Thursday, October 15, 2020

Dad Advice: Talking About Politics


Maddie and Gracie,

At the time of this writing there are only 19 days remaining until Election Day 2020. As you have noticed, it seems politics in America today has become more intense, angry, and even violent at times - though, surprisingly, there have been worse moments of political discord in our Nation's past (see The American Civil War). For this piece of advice though, let's just focus on personal political interactions. As we have seen, political conversations can create animosity between friends and family members - as especially seen on social media (see my previous post). 

 

The problem with expressing political opinions in a conversation or in social media posts is that a simple discussion can quickly descend into an intense and bitter argument. This is in part because a person's political views are formed by their beliefs and ideologies, which are representative and informative to an individual's personal identity. An individual's political beliefs are forged through a multitude of factors like parental influence, growth environment, education, religion, and a diversity of personal experiences. To debate a political issue, especially when passions become heated, can seem like an attack on someone's personal beliefs because their political views are, in-part, a reflection of their identity.  

 

So how then can you have a civil political discussion or debate?

 

First, know your audience.  Ask yourself if the political conversation you are about to engage in will positively or negatively affect your future interactions with this person. Does this person want to have a genuine give-and-take conversation or are they just interested in speaking their mind?  What can you learn from this discussion and what benefit does it present? Political discussions can afford great value for various reasons but, if you are unsure, best to change the subject.

 

Second, in a discussion or debate, maintain your composure and show respect. Once a person loses their calm and begins shouting, the debate is over and they have lost. That especially goes for insults. The more someone yells, the more the other person will double down on their beliefs and tune out what is being said. Simply put: You cannot holler or insult your way into changing someone else's opinion. Listen as much as you speak to best understand their perspective and when you speak, be firm, strong, articulate, and respectful. 

 

Third, know what you know and know what you don't know. Speak from firsthand experience and stick to facts from reputable, verifiable sources. Do not use baseless speculation or spread opinions from a position of ignorance. If you conjecture based on unconfirmed opinions or regurgitated lies, it will destroy your credibility.   


Fourth, know when to walk away. A political conversation or debate has to end at some point and I believe the best way to end a discussion is by showing a "tip of the cap" or a sign of respect to the person you've engaged in this dialogue. End with something positive that shows the person that you respect them even if you don't agree with their views. Doing so shows class, dignity, and character.  

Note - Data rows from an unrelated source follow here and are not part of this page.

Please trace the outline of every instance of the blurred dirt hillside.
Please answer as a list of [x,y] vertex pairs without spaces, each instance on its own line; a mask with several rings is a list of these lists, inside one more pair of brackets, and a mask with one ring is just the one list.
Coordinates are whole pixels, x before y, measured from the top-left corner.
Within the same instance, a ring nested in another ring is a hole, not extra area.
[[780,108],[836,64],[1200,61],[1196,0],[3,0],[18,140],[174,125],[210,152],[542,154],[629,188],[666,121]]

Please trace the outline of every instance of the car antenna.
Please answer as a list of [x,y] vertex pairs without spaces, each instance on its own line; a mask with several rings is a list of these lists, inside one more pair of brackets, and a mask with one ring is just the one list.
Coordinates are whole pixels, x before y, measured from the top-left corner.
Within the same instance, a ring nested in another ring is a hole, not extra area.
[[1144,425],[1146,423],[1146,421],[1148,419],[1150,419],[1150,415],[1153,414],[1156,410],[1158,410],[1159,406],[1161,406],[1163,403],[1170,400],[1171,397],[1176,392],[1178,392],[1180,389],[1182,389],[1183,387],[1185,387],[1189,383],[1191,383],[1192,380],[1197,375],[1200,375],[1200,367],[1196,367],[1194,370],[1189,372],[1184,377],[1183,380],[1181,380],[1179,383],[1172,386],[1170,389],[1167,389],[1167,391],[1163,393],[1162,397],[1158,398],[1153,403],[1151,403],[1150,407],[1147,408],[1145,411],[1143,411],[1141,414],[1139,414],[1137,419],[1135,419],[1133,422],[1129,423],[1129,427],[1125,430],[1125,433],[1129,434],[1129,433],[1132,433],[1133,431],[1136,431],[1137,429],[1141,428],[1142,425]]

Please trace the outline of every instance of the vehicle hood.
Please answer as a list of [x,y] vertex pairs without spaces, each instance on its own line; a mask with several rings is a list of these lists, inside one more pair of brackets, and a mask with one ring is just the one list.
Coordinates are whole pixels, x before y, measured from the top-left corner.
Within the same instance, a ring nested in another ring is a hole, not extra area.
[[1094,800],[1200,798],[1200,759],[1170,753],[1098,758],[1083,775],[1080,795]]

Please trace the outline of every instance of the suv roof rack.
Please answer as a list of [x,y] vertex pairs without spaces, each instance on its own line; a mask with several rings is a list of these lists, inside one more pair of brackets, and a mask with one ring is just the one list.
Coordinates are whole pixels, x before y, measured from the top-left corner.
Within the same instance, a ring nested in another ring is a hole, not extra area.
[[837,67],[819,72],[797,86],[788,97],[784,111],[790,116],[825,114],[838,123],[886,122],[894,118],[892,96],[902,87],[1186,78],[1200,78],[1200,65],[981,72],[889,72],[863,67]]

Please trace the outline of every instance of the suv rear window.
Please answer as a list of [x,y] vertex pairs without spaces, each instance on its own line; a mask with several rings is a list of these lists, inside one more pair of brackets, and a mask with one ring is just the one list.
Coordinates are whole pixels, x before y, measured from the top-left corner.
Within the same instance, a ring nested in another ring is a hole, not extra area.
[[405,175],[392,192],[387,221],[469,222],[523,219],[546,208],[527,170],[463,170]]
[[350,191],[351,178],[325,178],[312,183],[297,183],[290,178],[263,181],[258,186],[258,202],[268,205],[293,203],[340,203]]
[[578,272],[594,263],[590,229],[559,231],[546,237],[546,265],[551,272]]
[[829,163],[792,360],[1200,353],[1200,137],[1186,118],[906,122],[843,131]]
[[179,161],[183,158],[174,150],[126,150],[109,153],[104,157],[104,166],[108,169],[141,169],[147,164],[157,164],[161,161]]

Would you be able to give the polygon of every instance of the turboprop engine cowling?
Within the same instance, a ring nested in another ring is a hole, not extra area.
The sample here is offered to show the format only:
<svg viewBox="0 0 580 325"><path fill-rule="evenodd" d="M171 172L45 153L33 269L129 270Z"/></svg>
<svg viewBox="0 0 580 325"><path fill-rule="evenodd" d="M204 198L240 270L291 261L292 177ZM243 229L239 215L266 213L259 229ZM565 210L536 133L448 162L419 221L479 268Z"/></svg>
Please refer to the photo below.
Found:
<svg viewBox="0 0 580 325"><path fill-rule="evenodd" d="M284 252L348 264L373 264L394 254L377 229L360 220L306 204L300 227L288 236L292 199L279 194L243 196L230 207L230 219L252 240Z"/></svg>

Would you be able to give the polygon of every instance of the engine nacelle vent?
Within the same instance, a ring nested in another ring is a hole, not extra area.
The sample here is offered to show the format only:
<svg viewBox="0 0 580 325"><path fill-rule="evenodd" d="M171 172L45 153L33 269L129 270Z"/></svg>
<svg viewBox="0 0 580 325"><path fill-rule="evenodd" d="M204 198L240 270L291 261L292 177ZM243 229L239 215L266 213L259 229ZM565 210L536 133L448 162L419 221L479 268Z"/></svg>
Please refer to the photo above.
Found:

Maybe you will learn something and maybe you will inform someone but, that can only happen when everyone involved feels as if they are being respectfully heard and are equally participating. Believe it or not, despite what is so prevalently shown today, vigorous discussion and political debate is healthy and can lead to collaboration, compromise, and is essential to a strong, healthy Democracy. Remember to respect others as you would like to be respected. 


I love you both so much and I hope this helps if you need it.